Disagreement amongst student parties: elections or no elections?

Campaign for the university council elections. Photo: DUB

The elections should’ve taken place between April 20 and April 22; students could declare their candidacy until this week. But that schedule has been put aside for now, a decision made early this week by the Central Election Office, in agreement with the university board and the University Council.

President of the Central Election Office (CSB), Fred Toppen, says he received many questions about whether or not the elections would take place, as the deadline for candidacies neared. As the elections are held online each year, one of the options would be to continue as normal. But the CSB says that in this situation, it would not be sensible to do so.
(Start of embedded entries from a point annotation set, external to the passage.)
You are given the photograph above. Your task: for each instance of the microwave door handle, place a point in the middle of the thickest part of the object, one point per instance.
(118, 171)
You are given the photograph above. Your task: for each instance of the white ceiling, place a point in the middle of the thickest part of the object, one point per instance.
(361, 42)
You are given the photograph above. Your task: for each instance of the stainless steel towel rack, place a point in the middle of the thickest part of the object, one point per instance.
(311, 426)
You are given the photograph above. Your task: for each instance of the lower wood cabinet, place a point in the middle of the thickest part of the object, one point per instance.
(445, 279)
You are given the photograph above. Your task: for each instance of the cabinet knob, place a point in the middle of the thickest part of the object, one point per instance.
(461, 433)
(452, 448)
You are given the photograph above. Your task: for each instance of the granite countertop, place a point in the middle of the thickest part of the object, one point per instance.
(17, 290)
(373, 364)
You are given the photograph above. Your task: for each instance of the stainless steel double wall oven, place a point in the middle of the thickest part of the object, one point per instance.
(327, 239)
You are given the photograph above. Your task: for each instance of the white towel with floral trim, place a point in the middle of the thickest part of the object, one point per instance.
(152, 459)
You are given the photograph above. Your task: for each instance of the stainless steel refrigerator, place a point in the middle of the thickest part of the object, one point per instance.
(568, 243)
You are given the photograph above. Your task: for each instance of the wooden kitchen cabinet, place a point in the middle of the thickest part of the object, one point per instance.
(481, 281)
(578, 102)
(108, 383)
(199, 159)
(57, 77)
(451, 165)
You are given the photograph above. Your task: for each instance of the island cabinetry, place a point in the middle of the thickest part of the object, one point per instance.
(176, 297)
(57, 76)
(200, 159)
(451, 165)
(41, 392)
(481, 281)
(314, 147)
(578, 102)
Toppen: “In both recruitment of candidates and campaigning activities, some form of social interaction is needed.”

Online campaigning
Next week will bring more clarity about what will happen now – and this might become quite a tricky puzzle to solve. Three of the four current student parties in the council – Lijst Vuur, de Partij voor de Utrechtse Student, and De Vrije Student – feel that given the current circumstances, it’s not a good idea to hold the elections any time before the summer. It’s expected that most students will mainly study from home in the next academic block as well.

Online elections, with an online campaign at a later date, is not the preferred option of the three parties. That would be detrimental to voter turnout, and inappropriate to do during a crisis, they feel. Council member Eva Klaver of De Vrije Student says, on behalf of the three parties: “You don’t want to bother students with all kinds of ‘vote for me’ posts right now. People have enough to worry about.”

But postponing until after the summer is just as problematic, according to these parties, because the current students would have to keep their seats until that time. Klaver: “Many members already have other plans for after the summer: doing a Master’s programme, or going abroad. You’d have to work with interim candidates, and it’d be quite a challenge to find those now.”

In a letter to DUB (links in Dutch, ed.), the three parties call for maintaining the current seat distribution (Vuur 5, de Partij voor de Utrechtse Student 4 and De Vrije Student 2) next academic year without holding elections. The parties would be able to appoint new council members themselves.

That plan did not count on resistance from the smallest student party, UUinAction. Council member Ashley van Driel points out that ‘democratisation of the university’ is an important point in the programme of her party. “We feel that students should be able to vote for their representatives.”

UUinAction also sent in an opinion piece to DUB. Van Driel says elections before the summer should be possible, especially since students always vote online anyway. The biggest difference would be that the campaigning would also be done online. “But if students can attend classes online, then I’d think online voting should be possible as well.”

One suggestion, made by the other three parties, was to hold an online referendum about what UU students feel about the proposal of maintaining the current seat distribution without elections. Van Driel calls this proposal “very cumbersome”. Her party has since started an online petition that calls for students to sign it if they do want the elections to take place.